Clean all vegetables.
Remove soft outer cabbage leaves. Shred cabbage.
Slice across daikon 1/8" thrick, then quarter.
Slice chayote 1/8" thrick, then halve,  cut out seed.
Scrape carrots. Slice carrots 1/8" thick.
Peel four cloves of fresh garlic. Shop fine.
Mix all vegetable in crock.

Add all spices and mix into vegetables.
Add water and vinegar and mix into crock.
Let sit in hermetically sealed crock in shaded spot for two weeks.

Move fermented results from crock into one quart canning jars.
Be careful not spill or waste fluids.
Fill vegetable filled jars to top with fermenting fluid.
Seal and keep in shaded ventilated area.

Yielded 6 quarts.
Started 2/26/14. Harvested 3/12/14

Image above: This is the crock and slicer I use to shred cabbage. See Ea O Ka Aina: Making sauerkraut at home for details about equipment.

To make Hawaiian red pepper sauce I take the small (1/2"-1")  triangular peppers when they are red on the bush. I snap of the green stems and rinse them. I put them in a jar and cover them with extra virgin olive oil and add a few tablespoons of organic raw vinegar (Bragg's).  I gently mix in a few teaspoons of sea salt (white Hanapepe Salt Pond variety).

I rarely eat or even disturb the peppers. I dip the tip of a fork or knife into the oil and sprinkle a bit on what I'm going to eat.  A few drops can transform a  plate of food.

This stuff can lasts forever in a closed jar. I keep adding peppers and the oil, vinegar and salt until the peppers disintegrate. Then I start over.

See also:
Ea O Ka Aina: Making sauerkraut at home 2/17/14
Ea O Ka Aina: Fermaculture! 4/28/13
Ea O Ka Aina: Fermenting Sauerkraut 6/23/12
Ea O Ka Aina: Green Papaya Sauerkraut 10/14/09


1 comment :

Juan Wilson said...

Comment to my post above:

I've started another batch (4/14/14). Well I didn't add add some chopped calamari or shrimp as I speculated. I call this last batch Pickled Chayote.

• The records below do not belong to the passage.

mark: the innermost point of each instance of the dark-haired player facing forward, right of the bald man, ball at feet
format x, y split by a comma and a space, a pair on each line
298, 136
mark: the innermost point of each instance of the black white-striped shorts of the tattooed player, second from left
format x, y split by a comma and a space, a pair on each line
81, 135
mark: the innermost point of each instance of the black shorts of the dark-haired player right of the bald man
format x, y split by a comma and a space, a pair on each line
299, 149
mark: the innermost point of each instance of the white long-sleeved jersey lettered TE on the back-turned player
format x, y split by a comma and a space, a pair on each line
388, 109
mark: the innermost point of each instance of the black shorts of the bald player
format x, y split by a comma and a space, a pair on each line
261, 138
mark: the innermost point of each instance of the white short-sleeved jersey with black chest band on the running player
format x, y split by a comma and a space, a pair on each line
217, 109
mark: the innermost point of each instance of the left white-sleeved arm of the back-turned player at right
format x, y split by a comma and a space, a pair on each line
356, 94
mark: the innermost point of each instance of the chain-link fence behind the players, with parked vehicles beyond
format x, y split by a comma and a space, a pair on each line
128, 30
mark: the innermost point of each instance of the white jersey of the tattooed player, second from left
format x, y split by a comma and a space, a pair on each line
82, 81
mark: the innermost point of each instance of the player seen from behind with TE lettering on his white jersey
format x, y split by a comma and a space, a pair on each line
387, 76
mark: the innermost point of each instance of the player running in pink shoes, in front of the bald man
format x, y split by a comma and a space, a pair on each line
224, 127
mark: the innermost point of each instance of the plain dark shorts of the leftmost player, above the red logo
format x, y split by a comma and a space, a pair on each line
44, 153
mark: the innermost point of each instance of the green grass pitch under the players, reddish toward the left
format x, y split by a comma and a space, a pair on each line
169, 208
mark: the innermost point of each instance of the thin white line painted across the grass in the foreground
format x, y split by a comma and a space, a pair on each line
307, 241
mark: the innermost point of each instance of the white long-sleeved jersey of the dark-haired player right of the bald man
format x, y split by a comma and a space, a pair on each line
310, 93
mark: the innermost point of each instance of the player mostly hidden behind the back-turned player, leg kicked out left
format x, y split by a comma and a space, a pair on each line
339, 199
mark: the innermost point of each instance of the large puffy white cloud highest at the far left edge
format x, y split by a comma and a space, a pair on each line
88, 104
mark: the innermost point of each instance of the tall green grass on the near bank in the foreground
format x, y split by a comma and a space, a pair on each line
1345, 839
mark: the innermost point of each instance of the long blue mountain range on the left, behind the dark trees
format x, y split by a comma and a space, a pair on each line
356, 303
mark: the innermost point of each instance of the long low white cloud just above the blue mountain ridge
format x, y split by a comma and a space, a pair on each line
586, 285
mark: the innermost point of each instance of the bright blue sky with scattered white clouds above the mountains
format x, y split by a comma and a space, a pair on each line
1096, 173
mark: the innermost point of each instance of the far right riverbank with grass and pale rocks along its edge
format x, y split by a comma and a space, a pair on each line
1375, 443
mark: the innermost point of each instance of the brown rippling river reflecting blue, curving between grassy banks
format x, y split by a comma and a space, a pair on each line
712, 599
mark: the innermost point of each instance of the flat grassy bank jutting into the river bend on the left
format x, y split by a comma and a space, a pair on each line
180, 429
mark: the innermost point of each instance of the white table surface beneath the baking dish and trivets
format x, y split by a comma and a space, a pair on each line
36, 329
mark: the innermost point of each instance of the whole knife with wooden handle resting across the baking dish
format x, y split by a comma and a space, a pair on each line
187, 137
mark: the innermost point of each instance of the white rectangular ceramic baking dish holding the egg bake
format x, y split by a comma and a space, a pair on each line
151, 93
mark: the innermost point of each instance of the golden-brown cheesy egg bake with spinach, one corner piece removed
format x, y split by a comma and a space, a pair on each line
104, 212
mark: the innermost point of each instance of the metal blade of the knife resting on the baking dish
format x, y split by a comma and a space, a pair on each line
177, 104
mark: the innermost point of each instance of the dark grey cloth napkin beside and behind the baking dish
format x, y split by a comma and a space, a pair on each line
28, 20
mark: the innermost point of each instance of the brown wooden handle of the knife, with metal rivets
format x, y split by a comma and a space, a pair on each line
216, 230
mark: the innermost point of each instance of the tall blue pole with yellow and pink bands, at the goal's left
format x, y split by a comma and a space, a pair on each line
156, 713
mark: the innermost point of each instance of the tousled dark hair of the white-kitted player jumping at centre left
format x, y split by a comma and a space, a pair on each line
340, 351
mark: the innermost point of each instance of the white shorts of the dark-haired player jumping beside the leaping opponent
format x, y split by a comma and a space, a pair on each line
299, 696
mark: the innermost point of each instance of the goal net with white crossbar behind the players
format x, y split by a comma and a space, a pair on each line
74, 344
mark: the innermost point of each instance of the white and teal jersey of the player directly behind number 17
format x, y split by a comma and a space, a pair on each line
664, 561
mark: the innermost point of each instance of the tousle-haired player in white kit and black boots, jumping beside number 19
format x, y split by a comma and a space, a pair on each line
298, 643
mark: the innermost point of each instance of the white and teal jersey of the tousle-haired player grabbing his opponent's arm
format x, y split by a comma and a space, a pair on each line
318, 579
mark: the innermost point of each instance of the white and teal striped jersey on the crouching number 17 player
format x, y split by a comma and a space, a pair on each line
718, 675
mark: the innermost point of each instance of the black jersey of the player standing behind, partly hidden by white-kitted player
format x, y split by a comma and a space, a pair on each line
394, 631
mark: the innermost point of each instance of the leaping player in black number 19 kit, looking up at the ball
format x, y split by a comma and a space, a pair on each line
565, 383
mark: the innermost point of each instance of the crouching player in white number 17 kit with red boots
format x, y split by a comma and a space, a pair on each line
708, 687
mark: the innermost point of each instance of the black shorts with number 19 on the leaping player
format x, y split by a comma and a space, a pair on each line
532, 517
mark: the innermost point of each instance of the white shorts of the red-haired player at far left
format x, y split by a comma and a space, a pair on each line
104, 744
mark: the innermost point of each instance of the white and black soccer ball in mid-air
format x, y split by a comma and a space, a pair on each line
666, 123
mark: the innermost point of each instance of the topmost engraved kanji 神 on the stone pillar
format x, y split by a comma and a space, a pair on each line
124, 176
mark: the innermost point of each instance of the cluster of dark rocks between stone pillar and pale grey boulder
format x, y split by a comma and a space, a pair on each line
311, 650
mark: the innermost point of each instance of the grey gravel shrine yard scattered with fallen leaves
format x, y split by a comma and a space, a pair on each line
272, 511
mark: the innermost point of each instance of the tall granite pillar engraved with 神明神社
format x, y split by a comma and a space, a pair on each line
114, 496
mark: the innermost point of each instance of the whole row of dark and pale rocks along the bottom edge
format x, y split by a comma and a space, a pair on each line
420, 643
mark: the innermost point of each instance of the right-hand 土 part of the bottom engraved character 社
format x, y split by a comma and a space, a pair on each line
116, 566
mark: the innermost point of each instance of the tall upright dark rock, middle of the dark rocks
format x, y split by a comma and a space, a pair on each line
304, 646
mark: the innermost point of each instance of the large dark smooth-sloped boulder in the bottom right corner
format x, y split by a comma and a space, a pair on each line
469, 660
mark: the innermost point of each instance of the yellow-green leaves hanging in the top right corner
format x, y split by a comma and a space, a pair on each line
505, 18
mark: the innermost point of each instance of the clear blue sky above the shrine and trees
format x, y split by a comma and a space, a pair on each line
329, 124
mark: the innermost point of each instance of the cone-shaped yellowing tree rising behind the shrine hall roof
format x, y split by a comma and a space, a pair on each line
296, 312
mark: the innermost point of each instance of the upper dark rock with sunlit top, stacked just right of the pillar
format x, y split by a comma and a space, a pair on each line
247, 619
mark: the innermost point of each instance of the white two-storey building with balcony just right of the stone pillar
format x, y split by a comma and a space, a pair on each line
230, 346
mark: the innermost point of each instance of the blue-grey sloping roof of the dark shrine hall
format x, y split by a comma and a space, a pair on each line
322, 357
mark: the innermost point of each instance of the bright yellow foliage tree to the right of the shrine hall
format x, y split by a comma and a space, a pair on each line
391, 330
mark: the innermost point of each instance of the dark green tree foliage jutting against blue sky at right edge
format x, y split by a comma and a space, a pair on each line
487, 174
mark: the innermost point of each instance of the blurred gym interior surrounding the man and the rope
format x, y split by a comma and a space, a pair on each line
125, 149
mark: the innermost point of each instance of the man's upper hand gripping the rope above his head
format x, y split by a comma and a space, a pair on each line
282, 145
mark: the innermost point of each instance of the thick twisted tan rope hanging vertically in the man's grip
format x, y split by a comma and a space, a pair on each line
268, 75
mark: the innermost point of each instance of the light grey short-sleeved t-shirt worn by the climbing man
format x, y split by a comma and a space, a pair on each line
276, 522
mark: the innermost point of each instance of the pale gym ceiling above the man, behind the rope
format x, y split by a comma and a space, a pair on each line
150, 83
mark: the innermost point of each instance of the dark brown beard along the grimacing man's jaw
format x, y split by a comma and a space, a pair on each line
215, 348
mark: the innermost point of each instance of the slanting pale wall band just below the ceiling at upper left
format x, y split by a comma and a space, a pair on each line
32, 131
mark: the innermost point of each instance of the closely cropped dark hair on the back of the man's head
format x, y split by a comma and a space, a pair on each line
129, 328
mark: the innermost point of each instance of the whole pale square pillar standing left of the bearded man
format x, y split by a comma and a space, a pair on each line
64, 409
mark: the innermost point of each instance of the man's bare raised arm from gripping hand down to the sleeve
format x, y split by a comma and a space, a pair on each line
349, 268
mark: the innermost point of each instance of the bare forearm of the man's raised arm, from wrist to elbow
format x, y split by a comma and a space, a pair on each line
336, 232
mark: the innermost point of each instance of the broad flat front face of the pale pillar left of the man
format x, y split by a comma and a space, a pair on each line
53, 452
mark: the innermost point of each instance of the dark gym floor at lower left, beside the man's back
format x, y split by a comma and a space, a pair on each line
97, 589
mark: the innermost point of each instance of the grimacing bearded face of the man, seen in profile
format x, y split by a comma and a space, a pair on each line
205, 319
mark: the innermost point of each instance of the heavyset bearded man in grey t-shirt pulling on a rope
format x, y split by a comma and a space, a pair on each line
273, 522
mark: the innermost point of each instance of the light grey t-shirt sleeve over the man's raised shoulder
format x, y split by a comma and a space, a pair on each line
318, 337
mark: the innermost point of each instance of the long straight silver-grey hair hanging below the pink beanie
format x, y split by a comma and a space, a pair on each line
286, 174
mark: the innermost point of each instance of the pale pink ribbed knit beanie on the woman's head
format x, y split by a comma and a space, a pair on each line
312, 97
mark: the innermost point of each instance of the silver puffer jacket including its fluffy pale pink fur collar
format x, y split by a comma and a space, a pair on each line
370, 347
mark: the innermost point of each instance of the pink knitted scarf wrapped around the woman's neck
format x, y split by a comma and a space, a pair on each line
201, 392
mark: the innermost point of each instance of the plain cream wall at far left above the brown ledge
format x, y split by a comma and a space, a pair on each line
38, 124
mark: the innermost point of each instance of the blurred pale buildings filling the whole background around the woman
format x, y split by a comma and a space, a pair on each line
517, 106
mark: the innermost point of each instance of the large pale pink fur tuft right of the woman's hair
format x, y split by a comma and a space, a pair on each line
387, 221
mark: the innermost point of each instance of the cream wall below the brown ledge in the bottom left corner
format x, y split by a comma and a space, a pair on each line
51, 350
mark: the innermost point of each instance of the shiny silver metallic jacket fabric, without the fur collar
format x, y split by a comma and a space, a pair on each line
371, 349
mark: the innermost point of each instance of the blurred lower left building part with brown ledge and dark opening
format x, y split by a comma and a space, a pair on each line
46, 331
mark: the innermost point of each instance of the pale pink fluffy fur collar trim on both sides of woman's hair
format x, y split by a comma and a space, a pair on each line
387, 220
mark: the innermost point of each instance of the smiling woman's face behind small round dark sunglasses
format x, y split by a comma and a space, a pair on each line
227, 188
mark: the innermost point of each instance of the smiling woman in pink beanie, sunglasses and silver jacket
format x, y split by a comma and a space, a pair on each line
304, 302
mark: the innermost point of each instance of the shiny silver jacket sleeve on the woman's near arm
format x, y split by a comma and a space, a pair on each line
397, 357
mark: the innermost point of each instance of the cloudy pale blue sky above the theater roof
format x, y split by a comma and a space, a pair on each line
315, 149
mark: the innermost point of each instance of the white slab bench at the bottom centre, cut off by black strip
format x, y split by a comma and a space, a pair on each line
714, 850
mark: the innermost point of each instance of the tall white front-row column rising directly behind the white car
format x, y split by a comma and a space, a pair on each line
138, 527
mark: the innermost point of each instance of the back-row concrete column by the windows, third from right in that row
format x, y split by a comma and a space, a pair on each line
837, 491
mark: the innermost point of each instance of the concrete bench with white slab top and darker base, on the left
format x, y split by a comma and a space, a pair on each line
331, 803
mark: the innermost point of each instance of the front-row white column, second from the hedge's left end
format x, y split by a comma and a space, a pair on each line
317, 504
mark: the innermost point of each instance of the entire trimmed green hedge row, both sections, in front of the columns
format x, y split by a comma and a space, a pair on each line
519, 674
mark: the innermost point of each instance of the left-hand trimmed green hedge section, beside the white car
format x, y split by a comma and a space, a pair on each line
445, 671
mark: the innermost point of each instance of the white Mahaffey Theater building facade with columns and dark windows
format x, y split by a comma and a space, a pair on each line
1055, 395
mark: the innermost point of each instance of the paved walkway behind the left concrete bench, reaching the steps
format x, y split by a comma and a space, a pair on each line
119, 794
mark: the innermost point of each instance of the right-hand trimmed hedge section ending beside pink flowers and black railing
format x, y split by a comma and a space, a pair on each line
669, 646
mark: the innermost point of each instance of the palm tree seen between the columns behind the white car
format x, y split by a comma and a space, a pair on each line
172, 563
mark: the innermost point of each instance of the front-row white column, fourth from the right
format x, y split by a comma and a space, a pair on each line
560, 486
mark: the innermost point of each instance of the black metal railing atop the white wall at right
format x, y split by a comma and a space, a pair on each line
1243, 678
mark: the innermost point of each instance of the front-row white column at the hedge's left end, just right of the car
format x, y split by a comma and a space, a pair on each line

We had some raw cut cauliflower, carrots and broccoli left-over from an appetizer dip last light. I also had two small cauliflower from our garden

The centerpiece to this recipe depended on eight or so extra chayote we had in the fridge crisper. I cut off the ends and split them into six wedges each. I'm hoping they come out like sour dill garlic pickles. We'll see how the cauliflower and broccoli ferment in two weeks.